A Java implementation of data structures and code to read/write Brat standoff format. https://github.com/yfpeng/pengyifan-brat
Brat
(from brat standoff format)
Annotations created in brat are stored on disk in a standoff format: annotations are stored separately from the annotated document text, which is never modified by the tool.

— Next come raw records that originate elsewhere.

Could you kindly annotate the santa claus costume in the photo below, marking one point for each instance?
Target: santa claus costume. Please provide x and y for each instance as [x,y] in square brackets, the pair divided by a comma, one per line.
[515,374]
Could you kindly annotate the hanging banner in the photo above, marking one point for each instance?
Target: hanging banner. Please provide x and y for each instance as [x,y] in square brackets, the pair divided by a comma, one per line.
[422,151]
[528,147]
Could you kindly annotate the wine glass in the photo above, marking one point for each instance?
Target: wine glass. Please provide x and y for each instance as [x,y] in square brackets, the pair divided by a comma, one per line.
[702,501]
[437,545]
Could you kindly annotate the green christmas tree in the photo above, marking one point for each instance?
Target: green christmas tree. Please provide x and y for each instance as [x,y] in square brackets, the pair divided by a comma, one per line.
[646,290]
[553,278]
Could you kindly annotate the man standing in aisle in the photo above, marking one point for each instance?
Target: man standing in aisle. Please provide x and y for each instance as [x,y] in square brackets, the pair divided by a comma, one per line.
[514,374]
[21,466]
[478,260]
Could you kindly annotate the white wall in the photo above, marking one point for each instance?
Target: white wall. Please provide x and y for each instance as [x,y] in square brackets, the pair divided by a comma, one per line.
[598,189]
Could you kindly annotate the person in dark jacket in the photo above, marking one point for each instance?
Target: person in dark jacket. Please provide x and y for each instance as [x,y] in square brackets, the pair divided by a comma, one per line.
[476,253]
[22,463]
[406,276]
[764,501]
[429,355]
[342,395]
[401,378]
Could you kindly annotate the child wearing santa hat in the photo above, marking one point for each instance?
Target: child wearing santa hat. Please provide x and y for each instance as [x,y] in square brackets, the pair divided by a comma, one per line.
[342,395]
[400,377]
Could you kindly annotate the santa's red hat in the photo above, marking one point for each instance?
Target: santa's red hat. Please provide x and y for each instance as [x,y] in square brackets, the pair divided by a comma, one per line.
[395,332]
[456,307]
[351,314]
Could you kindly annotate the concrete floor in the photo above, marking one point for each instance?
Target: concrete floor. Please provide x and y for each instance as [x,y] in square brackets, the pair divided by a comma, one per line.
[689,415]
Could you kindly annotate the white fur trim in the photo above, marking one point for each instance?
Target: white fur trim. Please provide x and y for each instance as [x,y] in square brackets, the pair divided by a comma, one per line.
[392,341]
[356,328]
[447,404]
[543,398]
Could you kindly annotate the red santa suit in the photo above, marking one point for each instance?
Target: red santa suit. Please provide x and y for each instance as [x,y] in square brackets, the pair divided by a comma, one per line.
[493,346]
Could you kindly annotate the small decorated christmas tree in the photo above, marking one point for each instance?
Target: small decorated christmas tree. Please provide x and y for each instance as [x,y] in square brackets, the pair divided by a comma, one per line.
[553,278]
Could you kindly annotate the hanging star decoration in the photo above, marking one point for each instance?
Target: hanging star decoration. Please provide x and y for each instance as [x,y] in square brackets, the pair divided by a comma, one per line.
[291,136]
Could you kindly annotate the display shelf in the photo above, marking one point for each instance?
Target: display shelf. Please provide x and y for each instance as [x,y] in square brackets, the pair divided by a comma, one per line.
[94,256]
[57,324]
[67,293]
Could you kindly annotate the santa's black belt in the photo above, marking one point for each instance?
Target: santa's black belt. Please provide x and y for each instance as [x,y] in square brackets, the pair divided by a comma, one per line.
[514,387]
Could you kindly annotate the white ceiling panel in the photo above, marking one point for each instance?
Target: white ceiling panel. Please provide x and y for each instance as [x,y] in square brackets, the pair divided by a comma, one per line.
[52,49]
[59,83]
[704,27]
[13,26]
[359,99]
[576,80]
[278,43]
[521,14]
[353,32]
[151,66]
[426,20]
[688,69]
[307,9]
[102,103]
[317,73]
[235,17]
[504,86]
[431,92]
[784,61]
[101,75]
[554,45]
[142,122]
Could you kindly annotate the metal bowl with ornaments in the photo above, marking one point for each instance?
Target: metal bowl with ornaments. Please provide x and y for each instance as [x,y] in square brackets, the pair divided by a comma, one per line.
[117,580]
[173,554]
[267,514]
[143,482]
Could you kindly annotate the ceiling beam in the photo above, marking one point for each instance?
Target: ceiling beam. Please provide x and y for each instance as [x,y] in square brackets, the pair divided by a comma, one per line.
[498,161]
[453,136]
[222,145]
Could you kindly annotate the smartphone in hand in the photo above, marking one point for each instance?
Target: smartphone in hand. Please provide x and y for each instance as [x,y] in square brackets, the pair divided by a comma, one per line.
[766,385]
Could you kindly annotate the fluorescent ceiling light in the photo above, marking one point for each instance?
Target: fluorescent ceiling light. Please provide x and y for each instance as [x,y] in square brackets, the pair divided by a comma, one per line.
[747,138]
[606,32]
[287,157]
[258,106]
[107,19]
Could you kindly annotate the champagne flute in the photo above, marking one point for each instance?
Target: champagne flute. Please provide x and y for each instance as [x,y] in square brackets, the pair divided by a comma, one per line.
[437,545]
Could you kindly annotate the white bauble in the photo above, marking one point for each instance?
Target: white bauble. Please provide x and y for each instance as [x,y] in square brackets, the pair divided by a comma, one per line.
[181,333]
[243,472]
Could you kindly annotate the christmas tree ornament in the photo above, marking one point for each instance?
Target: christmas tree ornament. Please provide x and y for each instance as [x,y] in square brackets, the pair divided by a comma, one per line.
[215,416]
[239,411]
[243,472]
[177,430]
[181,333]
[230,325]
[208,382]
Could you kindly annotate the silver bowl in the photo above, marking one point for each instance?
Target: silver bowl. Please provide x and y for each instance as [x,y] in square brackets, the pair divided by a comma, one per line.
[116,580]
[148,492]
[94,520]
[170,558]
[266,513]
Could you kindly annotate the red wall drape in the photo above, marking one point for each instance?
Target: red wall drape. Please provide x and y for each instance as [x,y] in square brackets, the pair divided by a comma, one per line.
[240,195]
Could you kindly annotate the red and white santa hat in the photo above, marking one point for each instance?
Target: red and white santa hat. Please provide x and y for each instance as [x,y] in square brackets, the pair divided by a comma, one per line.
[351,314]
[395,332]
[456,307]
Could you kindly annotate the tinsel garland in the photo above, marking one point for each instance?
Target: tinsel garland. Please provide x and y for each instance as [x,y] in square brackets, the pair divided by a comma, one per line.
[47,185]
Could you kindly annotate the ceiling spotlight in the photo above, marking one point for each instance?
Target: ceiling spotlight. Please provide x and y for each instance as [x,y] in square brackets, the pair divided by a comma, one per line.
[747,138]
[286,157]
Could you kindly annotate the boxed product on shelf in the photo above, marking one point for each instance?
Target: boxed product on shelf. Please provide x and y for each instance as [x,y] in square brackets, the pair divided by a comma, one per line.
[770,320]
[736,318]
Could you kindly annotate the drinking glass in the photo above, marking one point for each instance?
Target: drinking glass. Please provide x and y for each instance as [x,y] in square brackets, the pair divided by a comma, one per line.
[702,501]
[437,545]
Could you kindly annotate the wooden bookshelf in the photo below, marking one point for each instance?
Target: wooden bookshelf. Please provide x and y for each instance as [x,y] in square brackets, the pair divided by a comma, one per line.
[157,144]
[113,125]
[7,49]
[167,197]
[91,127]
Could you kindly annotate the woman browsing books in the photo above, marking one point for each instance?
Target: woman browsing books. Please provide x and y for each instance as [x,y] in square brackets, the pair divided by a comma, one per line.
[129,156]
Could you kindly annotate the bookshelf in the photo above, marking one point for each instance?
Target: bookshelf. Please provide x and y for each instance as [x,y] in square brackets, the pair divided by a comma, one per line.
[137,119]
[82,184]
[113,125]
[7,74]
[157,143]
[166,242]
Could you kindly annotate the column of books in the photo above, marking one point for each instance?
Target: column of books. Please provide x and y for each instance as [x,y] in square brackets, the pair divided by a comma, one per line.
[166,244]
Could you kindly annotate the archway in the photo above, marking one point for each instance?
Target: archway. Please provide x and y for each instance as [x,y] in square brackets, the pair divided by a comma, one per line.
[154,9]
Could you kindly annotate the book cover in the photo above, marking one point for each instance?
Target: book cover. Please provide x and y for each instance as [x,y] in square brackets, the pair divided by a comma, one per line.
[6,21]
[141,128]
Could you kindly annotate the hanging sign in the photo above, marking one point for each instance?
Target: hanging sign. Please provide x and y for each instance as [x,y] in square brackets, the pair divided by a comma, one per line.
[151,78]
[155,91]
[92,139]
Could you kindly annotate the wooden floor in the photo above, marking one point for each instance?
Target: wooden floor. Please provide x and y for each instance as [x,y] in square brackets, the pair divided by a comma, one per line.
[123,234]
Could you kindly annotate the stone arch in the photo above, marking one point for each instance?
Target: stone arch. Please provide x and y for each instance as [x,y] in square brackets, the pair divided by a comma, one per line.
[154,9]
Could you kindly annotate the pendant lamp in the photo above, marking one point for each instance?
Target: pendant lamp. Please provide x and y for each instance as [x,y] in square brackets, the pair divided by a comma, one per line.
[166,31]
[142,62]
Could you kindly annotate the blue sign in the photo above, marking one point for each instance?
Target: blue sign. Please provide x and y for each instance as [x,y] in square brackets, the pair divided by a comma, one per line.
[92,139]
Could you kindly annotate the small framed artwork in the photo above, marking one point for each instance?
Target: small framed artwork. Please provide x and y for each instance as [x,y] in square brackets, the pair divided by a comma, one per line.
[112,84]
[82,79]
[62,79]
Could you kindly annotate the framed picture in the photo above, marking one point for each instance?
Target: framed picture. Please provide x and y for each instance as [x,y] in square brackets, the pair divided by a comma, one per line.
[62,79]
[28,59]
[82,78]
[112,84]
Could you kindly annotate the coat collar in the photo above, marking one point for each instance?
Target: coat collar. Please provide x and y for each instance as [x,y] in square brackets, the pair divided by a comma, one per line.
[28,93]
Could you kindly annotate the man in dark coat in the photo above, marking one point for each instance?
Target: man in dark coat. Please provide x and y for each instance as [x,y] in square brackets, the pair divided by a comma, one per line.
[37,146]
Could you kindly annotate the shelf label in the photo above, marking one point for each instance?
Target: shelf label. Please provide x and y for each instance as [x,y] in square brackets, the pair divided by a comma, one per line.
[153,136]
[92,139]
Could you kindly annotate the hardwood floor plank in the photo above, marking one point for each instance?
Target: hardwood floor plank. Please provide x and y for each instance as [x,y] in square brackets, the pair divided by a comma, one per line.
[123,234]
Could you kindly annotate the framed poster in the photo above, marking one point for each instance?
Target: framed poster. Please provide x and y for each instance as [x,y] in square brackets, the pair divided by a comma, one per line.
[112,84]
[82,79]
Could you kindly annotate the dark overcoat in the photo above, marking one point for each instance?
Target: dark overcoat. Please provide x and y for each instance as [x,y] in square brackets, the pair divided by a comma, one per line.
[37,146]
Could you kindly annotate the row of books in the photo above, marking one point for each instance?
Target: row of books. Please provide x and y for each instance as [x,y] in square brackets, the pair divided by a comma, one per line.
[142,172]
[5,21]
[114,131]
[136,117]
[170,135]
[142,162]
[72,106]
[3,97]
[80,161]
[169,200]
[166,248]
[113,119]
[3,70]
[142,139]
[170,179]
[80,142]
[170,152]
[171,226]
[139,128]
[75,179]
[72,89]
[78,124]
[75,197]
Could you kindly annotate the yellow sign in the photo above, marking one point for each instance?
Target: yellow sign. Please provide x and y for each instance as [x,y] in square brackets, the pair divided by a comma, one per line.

For each text document in the system, there is a corresponding annotation file. The two are associated by the file naming convention that their base name (file name without suffix) is the same: for example, the file DOC-1000.ann
contains annotations for the file DOC-1000.txt
.
Within the document, individual annotations are connected to specific spans of text through character offsets. For example, in a document beginning “Japan was today struck by …” the text “Japan” is identified by the offset range 0..5. (All offsets all indexed from 0 and include the character at the start offset but exclude the character at the end offset.)
Getting started
<dependency> <groupId>com.pengyifan.brat</groupId> <artifactId>pengyifan-brat</artifactId> <version>1.1.0</version> </dependency>
or
<repositories> <repository> <id>oss-sonatype</id> <name>oss-sonatype</name> <url>https://oss.sonatype.org/content/repositories/snapshots/</url> <snapshots> <enabled>true</enabled> </snapshots> </repository> </repositories> ... <dependency> <groupId>com.pengyifan.brat</groupId> <artifactId>pengyifan-brat</artifactId> <version>1.2.0-SNAPSHOT</version> </dependency>
Webpage
The official Brat format webpage is available with all up-to-date instructions, code, and corpora in the Brat format, and other research on, based on and related to Brat.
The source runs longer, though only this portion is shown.